Intermolecular forces are the forces of attraction or repulsion between molecules. They play a crucial role in determining the physical properties of substances, such as boiling and melting points. There are several types of intermolecular forces:

• Dispersion Forces: Also known as London dispersion forces, these are weak and arise due to temporary dipoles induced when electrons move around a nucleus. Every molecule experiences these forces, but they are often too weak to cause significant effects on smaller molecules.
• Dipole-Dipole Interactions: These occur in polar molecules where there is a separation of positive and negative charges, creating a dipole. Molecules like H₂S, which is polar, experience dipole-dipole interactions.
• Hydrogen Bonding: A stronger type of dipole-dipole interaction specifically occurring when hydrogen is bonded to highly electronegative atoms like oxygen, nitrogen, or fluorine. Water (H₂O) exhibits hydrogen bonding, greatly affecting its physical state.

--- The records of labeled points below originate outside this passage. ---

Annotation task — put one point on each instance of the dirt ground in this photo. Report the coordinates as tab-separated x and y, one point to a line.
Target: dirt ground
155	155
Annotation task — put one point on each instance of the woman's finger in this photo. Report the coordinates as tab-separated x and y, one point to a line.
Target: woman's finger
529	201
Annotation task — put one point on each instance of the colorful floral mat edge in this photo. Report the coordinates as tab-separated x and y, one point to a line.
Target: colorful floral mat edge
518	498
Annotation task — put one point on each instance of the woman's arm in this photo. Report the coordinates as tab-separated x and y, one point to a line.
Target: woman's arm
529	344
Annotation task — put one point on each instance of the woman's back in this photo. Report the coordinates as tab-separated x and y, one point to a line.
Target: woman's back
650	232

H₂O, with its ability to form hydrogen bonds, has stronger intermolecular forces compared to H₂S, which relies on weaker dipole-dipole and dispersion forces. This is why at room temperature, water is a liquid and hydrogen sulfide is a gas. The strength and type of intermolecular forces directly influence the matter's state and the energy needed to change that state.

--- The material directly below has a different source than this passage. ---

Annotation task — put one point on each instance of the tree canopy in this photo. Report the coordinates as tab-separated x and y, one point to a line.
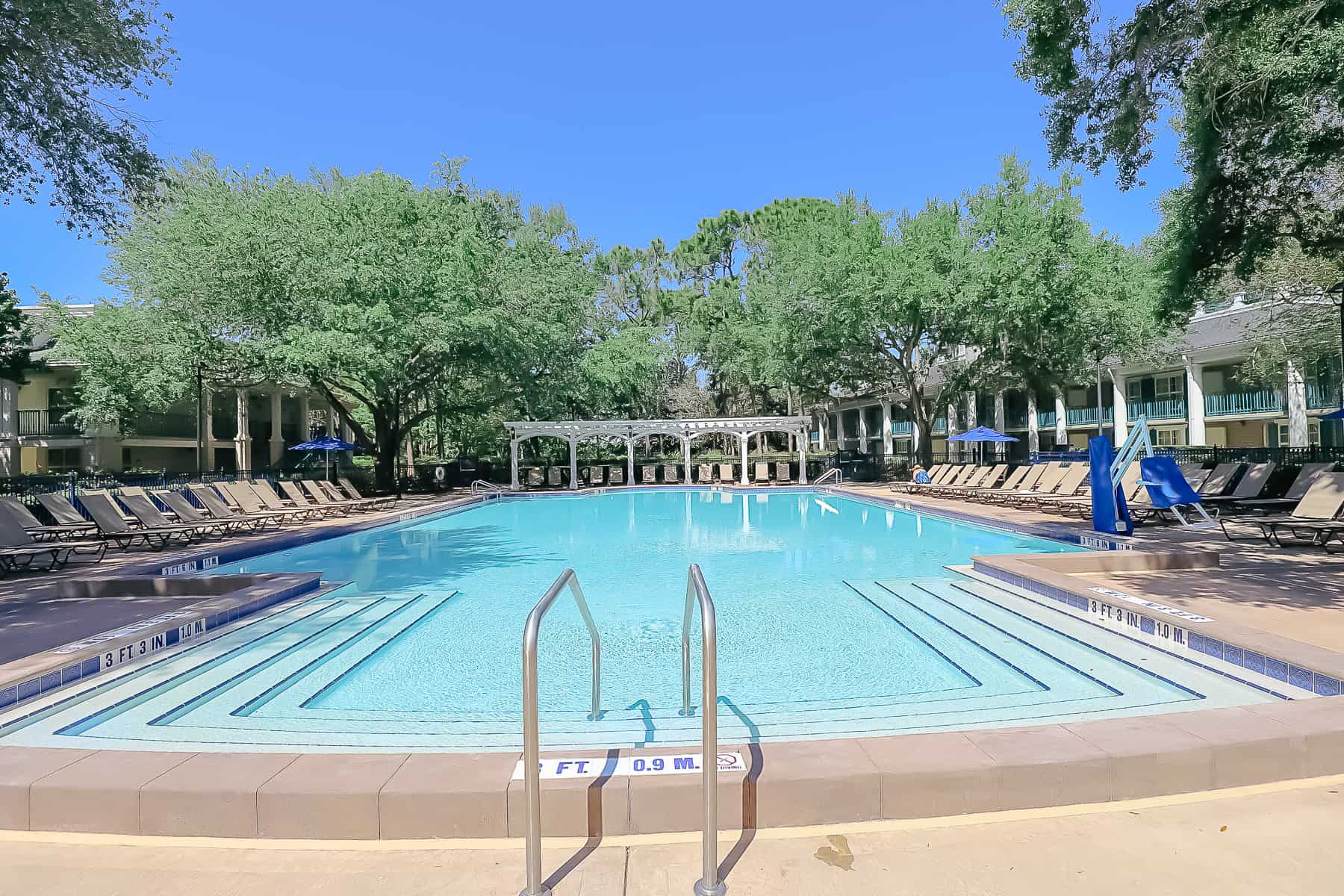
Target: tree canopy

Magnetic Properties and Diamagnetism

Magnetic properties in molecules are determined by their electron configurations. Whether a molecule is attracted or repelled by a magnetic field provides insights into its electronic structure. Let's decode some terms:

• Diamagnetism: Occurs when all electrons are paired in molecular orbitals. Diamagnetic substances are repelled by magnetic fields because they don’t have unpaired electrons. O₃ (ozone) is a classic diamagnetic molecule, as seen in its molecular orbital arrangement where all electrons are paired.
• Paramagnetism: Occurs in substances with one or more unpaired electrons, leading them to have a net magnetic moment. These substances are attracted by magnetic fields.

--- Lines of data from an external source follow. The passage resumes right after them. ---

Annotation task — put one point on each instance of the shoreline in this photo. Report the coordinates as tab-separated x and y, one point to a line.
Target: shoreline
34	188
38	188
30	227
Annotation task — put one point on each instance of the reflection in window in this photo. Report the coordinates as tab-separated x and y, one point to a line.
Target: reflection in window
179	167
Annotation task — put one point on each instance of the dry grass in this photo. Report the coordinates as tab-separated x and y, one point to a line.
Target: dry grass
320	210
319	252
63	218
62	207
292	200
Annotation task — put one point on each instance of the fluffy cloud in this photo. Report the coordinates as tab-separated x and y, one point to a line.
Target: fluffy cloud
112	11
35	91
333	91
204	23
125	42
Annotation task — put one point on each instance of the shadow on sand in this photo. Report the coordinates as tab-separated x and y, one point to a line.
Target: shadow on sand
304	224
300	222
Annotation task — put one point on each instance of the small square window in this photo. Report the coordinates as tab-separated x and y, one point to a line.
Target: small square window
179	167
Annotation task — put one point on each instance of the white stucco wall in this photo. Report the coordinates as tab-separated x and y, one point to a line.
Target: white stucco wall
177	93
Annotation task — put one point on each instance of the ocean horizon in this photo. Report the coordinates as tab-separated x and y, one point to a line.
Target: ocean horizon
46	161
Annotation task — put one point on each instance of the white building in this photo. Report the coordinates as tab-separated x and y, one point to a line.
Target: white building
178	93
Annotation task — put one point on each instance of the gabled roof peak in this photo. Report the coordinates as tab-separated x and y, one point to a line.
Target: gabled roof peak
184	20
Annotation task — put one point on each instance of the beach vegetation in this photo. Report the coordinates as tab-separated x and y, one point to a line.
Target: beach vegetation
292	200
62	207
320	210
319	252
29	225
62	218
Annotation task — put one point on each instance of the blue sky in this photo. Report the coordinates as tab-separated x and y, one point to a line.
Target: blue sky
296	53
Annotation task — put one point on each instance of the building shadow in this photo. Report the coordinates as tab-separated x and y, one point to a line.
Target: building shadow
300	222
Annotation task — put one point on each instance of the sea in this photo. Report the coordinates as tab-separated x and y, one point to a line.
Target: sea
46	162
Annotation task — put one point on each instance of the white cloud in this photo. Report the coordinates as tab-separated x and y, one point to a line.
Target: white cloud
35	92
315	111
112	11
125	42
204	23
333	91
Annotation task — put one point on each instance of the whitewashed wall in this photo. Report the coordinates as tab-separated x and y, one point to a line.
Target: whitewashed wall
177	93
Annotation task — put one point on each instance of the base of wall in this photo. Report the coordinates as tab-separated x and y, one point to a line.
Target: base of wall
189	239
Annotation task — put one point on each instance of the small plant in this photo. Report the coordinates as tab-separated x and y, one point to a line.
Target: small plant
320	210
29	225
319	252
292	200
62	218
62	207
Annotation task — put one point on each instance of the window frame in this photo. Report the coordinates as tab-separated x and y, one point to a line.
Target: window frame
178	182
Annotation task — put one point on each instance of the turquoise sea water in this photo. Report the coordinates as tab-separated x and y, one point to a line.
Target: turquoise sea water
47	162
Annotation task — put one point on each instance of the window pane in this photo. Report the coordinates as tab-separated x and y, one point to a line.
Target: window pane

In the ozone molecule's Lewis structure, each oxygen has paired electrons, ensuring no net magnetic moment. It was observed through molecular orbital theory that all electrons remain in pairs, confirming its designation as diamagnetic. Understanding the electron pairing and magnetic properties can ultimately explain why certain substances behave the way they do in a magnetic field.

The Role of Hydrogen Bonding

Hydrogen bonding is a special type of dipole-dipole interaction. Its presence in certain molecules has profound effects on their physical and chemical properties.

• What Makes It Special: Hydrogen bonds result from the strong attractive force occurring between a hydrogen atom covalently bonded to a highly electronegative atom and another electronegative atom with a lone pair of electrons. The common atoms involved include oxygen, nitrogen, and fluorine.
• Effect on Properties: Due to the strength of hydrogen bonds, substances like water exhibit unique properties such as high boiling and melting points compared to other molecules of similar size. This is why water remains liquid at room temperature.

In contrast, substances like H₂S, with no hydrogen bonds, have much lower boiling points and thus exist in a gaseous state when compared to water. Hydrogen bonding influences everything from solubility to the three-dimensional structures of complex biological molecules, making it a key concept in understanding molecular interactions.